🤖 AI Summary
Federated learning (FL) faces inherent risks of local data privacy leakage, while existing FL benchmarks lack domain heterogeneity and client isolation mechanisms, hindering rigorous evaluation. To address this, we propose ModelNet—the first privacy-preserving, graph-structured FL benchmark. ModelNet constructs three non-IID client distributions (homogeneous, heterogeneous, and random) by extracting CIFAR-100 embeddings via ResNet50. It introduces the first client-specific, graph-compatible FL benchmarking framework and a novel model-parameter-level anonymization paradigm that enables domain-shift modeling without compromising privacy.
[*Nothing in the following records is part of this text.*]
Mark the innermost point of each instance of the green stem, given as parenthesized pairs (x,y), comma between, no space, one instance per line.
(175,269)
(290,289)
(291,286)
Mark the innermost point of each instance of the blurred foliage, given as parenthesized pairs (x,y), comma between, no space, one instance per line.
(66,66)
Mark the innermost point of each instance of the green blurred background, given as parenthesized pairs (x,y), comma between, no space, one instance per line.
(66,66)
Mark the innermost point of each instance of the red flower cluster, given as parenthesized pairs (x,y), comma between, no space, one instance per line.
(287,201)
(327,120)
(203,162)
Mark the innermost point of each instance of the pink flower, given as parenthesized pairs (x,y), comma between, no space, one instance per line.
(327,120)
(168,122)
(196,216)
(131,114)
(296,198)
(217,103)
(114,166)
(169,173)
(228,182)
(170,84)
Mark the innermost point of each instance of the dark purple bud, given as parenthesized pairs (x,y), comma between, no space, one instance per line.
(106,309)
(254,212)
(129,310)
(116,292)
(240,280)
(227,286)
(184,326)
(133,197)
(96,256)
Additionally, it provides built-in interfaces for Graph Neural Networks (GNNs) to support cross-environment evaluation. We release three dataset variants—ModelNet-S, ModelNet-D, and ModelNet-R—alongside open-source code. Experiments demonstrate that ModelNet significantly outperforms existing benchmarks in evaluating robustness to domain shift and in comparative analysis of aggregation strategies.
📝 Abstract
Federated Learning (FL) has emerged as a powerful paradigm for training machine learning models across distributed data sources while preserving data locality. However, the privacy of local data is always a pivotal concern and has received a lot of attention in recent research on the FL regime. Moreover, the lack of domain heterogeneity and client-specific segregation in the benchmarks remains a critical bottleneck for rigorous evaluation. In this paper, we introduce ModelNet, a novel image classification dataset constructed from the embeddings extracted from a pre-trained ResNet50 model. First, we modify the CIFAR100 dataset into three client-specific variants, considering three domain heterogeneities (homogeneous, heterogeneous, and random). Subsequently, we train each client-specific subset of all three variants on the pre-trained ResNet50 model to save model parameters. In addition to multi-domain image data, we propose a new hypothesis to define the FL algorithm that can access the anonymized model parameters to preserve the local privacy in a more effective manner compared to existing ones. ModelNet is designed to simulate realistic FL settings by incorporating non-IID data distributions and client diversity design principles in the mainframe for both conventional and futuristic graph-driven FL algorithms. The three variants are ModelNet-S, ModelNet-D, and ModelNet-R, which are based on homogeneous, heterogeneous, and random data settings, respectively. To the best of our knowledge, we are the first to propose a cross-environment client-specific FL dataset along with the graph-based variant. Extensive experiments based on domain shifts and aggregation strategies show the effectiveness of the above variants, making it a practical benchmark for classical and graph-based FL research. The dataset and related code are available online.